My new SS is called "Alewicious Devadander Ambercrombie" that's long for Mud.


----------



## xx Hedgehog xx (May 7, 2010)

I have a thing for white so my last bike was white and my soon to come Nomad will be white. Both were/are going to be called Blondie


----------



## sasquatch rides a SS (Dec 27, 2010)

the singlespeed, the full sus, and the fixie


----------



## lovetranquillity (Apr 13, 2010)

My bike`s name is Bosun


----------



## David C (May 25, 2011)

I have so much bikes that I use to call them differently depending on the circumstances... It varies from my baby to ****ing ***** with pig going on sometimes...

But here's the list :

My Yakuza (aka "my baby", "the pig", "freakin' badass bike") : Iron Horse Yakuza Aniki
My GT (aka "XCR" or the blue one) : GT XCR 3000
The Timberline : GT Timberline FS
The SnowRider (aka "ryde" or "*****") : Custom built dual-suspension winter bike
The GMC (aka the red one or my trail bike) : Dual suspension 80mm trail bike
The black shiny one : Steel rigid Raleigh Summit
The Tempest (aka my SS) : GT Tempest

I also speak to my bikes, mostly to the one for the winter, when I open the garage door at 7 in the morning, snow all over the place, I tell her : "it's gonna be a good ride baby !" :thumbsup:

David


----------



## Noclutch (Jun 20, 2010)

My Fisher is called "the GF".
It keeps the ladies wondering just exactly whom I'm referring to. As in the one I rocked for a couple hours out in the woods into sweaty lather and then hosed down in the back yard afterwards  And the one I spend most of my disposable income on. :nono:


----------



## highdelll (Oct 3, 2008)

^^^ you funny man


----------



## Call_me_Tom (May 26, 2008)

My Bike


----------



## dacosta (Jul 23, 2010)

My Mountain bike: Old Glory
My Road bike (commuter): Stinkyhead

Fooly


----------



## unsmowler (Sep 13, 2004)

We had a simple system:
the white bike
the black bike (wifey's)
the Nomad

Then I bought a replacement for the white bike, which was black on black. It goes by "the stealth bike" or "Darth Niner"

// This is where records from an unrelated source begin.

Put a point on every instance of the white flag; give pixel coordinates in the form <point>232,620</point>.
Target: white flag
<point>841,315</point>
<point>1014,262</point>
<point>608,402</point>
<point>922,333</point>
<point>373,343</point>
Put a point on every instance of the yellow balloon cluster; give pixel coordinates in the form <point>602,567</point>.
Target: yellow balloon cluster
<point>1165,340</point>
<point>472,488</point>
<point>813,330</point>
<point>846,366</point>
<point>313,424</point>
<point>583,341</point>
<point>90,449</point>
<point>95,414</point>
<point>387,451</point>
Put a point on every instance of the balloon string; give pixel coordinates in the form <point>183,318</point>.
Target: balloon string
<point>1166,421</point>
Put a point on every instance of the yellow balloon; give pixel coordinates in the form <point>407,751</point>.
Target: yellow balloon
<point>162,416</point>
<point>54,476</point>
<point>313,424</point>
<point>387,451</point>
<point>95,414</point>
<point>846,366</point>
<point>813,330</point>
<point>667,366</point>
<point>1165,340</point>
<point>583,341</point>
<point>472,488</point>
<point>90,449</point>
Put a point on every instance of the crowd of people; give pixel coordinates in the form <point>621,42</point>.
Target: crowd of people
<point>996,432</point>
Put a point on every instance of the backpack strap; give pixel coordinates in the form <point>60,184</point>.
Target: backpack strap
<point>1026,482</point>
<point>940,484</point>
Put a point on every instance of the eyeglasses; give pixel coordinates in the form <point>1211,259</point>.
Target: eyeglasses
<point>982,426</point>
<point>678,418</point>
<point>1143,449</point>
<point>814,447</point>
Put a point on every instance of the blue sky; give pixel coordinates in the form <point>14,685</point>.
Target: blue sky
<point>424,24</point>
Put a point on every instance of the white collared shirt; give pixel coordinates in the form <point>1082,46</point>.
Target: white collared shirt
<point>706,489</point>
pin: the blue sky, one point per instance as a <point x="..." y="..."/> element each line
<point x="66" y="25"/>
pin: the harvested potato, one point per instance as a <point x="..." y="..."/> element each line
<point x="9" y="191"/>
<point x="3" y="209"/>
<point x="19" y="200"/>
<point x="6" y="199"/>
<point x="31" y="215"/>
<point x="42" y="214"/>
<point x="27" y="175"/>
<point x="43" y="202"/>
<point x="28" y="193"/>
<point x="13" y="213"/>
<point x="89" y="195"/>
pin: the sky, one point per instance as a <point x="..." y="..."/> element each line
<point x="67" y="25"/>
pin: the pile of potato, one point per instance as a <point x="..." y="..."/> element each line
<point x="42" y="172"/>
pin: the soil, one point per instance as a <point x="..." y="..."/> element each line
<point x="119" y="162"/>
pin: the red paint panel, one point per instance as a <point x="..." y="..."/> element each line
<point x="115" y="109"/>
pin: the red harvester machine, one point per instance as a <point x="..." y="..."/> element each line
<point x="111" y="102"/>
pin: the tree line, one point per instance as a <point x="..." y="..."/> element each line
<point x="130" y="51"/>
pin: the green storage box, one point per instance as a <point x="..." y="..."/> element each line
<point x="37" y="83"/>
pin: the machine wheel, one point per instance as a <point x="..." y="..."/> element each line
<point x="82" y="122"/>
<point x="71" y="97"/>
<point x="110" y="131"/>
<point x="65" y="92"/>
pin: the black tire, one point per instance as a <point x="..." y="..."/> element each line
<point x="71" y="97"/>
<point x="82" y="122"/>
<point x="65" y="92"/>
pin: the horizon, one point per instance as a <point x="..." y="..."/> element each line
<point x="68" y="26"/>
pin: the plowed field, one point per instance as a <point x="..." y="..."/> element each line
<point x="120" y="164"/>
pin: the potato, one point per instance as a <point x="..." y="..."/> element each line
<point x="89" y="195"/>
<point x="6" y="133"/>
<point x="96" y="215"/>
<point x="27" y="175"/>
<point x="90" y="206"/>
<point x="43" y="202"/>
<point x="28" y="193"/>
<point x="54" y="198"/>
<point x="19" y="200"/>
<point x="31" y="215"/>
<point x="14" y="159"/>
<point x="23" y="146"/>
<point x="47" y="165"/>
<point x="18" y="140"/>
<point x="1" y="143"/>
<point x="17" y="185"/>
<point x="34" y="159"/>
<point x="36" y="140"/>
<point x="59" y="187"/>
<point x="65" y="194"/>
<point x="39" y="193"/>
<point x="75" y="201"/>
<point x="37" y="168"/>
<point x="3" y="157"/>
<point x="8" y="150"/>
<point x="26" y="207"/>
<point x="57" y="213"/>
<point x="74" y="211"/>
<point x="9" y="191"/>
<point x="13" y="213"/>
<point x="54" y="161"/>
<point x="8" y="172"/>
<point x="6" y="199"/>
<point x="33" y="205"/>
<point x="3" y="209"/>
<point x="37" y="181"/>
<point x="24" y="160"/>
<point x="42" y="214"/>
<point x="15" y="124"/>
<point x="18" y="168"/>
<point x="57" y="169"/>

My buddy Mike rides a '92 Bridgestone MB2 known at the Twitchcycle for it's challenging handling characteristics.


----------



## driveroperator (Aug 16, 2010)

Remedy is Goat. bahh
Road bike is Road Bike or "why the f--k would I want to ride that damn thing"


----------



## cyclelicious (Oct 7, 2008)

the dh or Syren or Transition
the all mountain or Blur or Santa Cruz
the road bike or Look

no pet names ... those for the partner or Hubby or Baby


----------



## Bad Idea (Jun 14, 2009)

Liz - the SantaCruz Chameleon
Elsie- the Ventana El Ciclon

Pretty easy to see where those came from.


----------



## crh911s (Oct 10, 2011)

*Stumper*

Specialized 29'r hardtail..."stumper"


----------



## GoGoGordo (Jul 16, 2006)

JonathanGennick said:


> I have never understood why some like to give names to inanimate objects like cars and bikes. So no, I do not have any cute names for my bikes.


Yor wife needs to lose a few LB's
Just sayin


----------



## neillr (Oct 13, 2011)

Goldie - Im sure you will all know why
Golden GT Zaskar


----------



## Skottsparc (May 26, 2011)

robdeanhove said:


> My bike was nicknamed the "General Lee" by my mates, due to its bright orange colour! I love it:
> 
> 
> 
> ...


Read the feature article in MB UK a while back about you and " General Lee "
Very cool - some serious mileage you've done on that Tall Boy :thumbsup:


----------



## donmeredith74 (Dec 29, 2006)

*What are your bike's nicknames?*

Meet Molly.


----------



## robdeanhove (Dec 8, 2005)

Skottsparc said:


> Read the feature article in MB UK a while back about you and " General Lee "
> Very cool - some serious mileage you've done on that Tall Boy :thumbsup:


Cheers Skottspark 

The General Lee is still going strong (and fast and long!), but is now joined by my new, Nicknameless, Santa Cruz Highball... any suggestions?


----------



## artemha (Nov 20, 2010)

donmeredith74 said:


> Meet Molly.
> 
> View attachment 647160


Looks as a tractor. On it it is convenient?


----------



## bamwa (Mar 15, 2010)

I'd call the highball "smoothie" based on those carbon curves.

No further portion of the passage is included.